Thoughts from upside down: Fun with AVX and Wordle

A First Attempt - in Kotlin

When the Wordle game first appeared a couple of years ago, I wrote a helper program to do various things, in particular to suggest the best word to try given progress so far in the game. More later on how that works. I wrote the program in the fairly obscure language Kotlin, partly because I like it but also for performance. The "best next word" function potentially requires comparing every word in the dictionary with every other, making for millions of comparisons. The obvious language for this kind of job is Python, but it generates very slow interpreted code - around 100 times slower than native machine code. The absence of strong compile-time typing also makes it painful to work with, for anything longer than a page or so of code.

Kotlin addresses both of these problems. It has strong typing, nicely done so it mostly doesn't get in the way. And it compiles to JVM code, which supposedly is within a factor of 10 of native machine code. It also has an awful, incomprehensible build system, but that didn't matter for this problem since I wasn't planning on generating a stand-alone program. Working within the IDE was fine.

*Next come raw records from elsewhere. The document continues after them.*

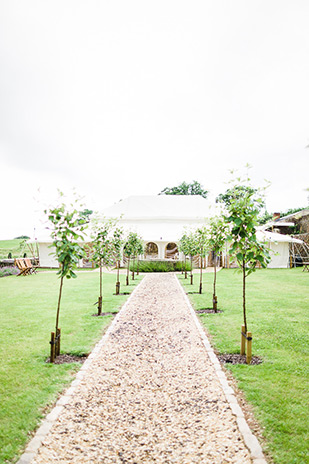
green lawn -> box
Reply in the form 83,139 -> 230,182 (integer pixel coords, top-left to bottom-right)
0,272 -> 141,463
0,239 -> 24,259
179,268 -> 309,464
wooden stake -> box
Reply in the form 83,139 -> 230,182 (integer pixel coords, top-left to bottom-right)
240,325 -> 246,354
247,332 -> 252,364
98,296 -> 102,316
55,328 -> 61,357
212,295 -> 218,313
50,332 -> 55,363
116,282 -> 120,295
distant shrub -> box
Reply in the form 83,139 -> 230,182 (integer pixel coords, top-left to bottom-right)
0,267 -> 19,277
130,260 -> 190,272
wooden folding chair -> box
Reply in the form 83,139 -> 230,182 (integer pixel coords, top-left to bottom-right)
24,258 -> 38,274
15,258 -> 31,276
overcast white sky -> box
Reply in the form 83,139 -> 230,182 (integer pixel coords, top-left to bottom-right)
0,0 -> 309,239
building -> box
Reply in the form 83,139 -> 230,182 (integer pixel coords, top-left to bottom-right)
102,195 -> 213,259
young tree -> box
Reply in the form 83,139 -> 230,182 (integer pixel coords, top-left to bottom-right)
194,226 -> 209,294
178,232 -> 197,285
45,192 -> 86,362
208,216 -> 229,312
111,227 -> 125,295
178,233 -> 189,279
123,232 -> 139,285
92,218 -> 115,316
132,234 -> 144,280
159,180 -> 208,198
224,179 -> 270,358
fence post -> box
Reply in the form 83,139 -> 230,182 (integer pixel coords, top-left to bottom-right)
49,332 -> 55,363
247,332 -> 252,364
240,325 -> 246,354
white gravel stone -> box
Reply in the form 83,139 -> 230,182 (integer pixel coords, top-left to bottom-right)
35,274 -> 260,464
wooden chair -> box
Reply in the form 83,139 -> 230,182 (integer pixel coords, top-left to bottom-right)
24,258 -> 38,274
15,258 -> 32,276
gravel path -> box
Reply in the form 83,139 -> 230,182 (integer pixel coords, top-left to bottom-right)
35,274 -> 251,464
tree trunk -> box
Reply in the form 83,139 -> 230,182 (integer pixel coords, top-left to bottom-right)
200,255 -> 203,294
126,258 -> 130,285
242,260 -> 247,333
56,276 -> 63,333
213,259 -> 217,313
98,260 -> 103,316
116,259 -> 120,295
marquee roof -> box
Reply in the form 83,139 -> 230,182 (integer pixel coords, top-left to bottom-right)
102,195 -> 218,220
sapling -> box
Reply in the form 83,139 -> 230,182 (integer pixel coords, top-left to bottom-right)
208,216 -> 229,312
45,192 -> 87,362
224,179 -> 270,360
92,218 -> 115,316
194,226 -> 209,294
111,227 -> 124,295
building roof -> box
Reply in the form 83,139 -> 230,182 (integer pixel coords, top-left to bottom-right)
256,229 -> 303,243
102,195 -> 218,220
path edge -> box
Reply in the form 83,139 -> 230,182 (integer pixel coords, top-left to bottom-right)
16,276 -> 146,464
174,274 -> 267,464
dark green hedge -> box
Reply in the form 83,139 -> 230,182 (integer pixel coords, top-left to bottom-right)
130,260 -> 190,272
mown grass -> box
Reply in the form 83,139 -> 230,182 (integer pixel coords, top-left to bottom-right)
0,272 -> 141,463
0,239 -> 24,259
130,260 -> 191,272
179,268 -> 309,464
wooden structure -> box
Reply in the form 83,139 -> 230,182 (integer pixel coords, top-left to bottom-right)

Another advantage of Kotlin is that it very easily supports multi-threaded operation, taking full advantage of a multi-core CPU. The problem lends itself very easily to a highly concurrent implementation. As is well-known, Python's thread support only allows a single thread to run at a time (the dreaded "Global Interpreter Lock").

My Kotlin program worked, but its performance left a lot to be desired. Running the "best word" algorithm at the start of the game, when the number of possibilities is largest, takes about 40 seconds, and that is running on an 18 core system. The htop command shows that every one of the 18 cores is running at 100% for as long as the command takes to complete.

At that point the program had served its purpose. It was an interesting exercise in writing functional style code in Kotlin. I'd figured out the fairly complex algorithms for comparing and matching words. I had no real intention of using it to play Wordle anyway.

AVX

AVX, and more specifically AVX512, is the latest stage in the development of so-called vector processing for the Intel/AMD X86 family. (That's no longer quite true, because Intel recently announced further extensions called AVX10 - but it will be a while before you can buy a CPU that implements it).

Vector-processing instructions, or SIMD (Single Instruction Multiple Dispatch), have been around for a couple of decades now, originally called SSE. They have gone through several evolutions. AVX512 provides 512-bit registers which can hold 16 32-bit floating point or integer values. A single instruction can do a simultaneous multiply/add with 16 values. With careful coding to keep the pipeline full, one of these can be executed every clock cycle, so about 50 billion multiply/adds per second. And that's per core - a typical server CPU now has 24 cores, so around 1 trillion operations per second.

AVX was conceived for arithmetic operations, especially vector/matrix/tensor multiplication. You don't need to know anything about AVX to use it for this - there are excellent libraries, and even without them the compiler can often figure out how to optimise "normal" code to take advantage of AVX.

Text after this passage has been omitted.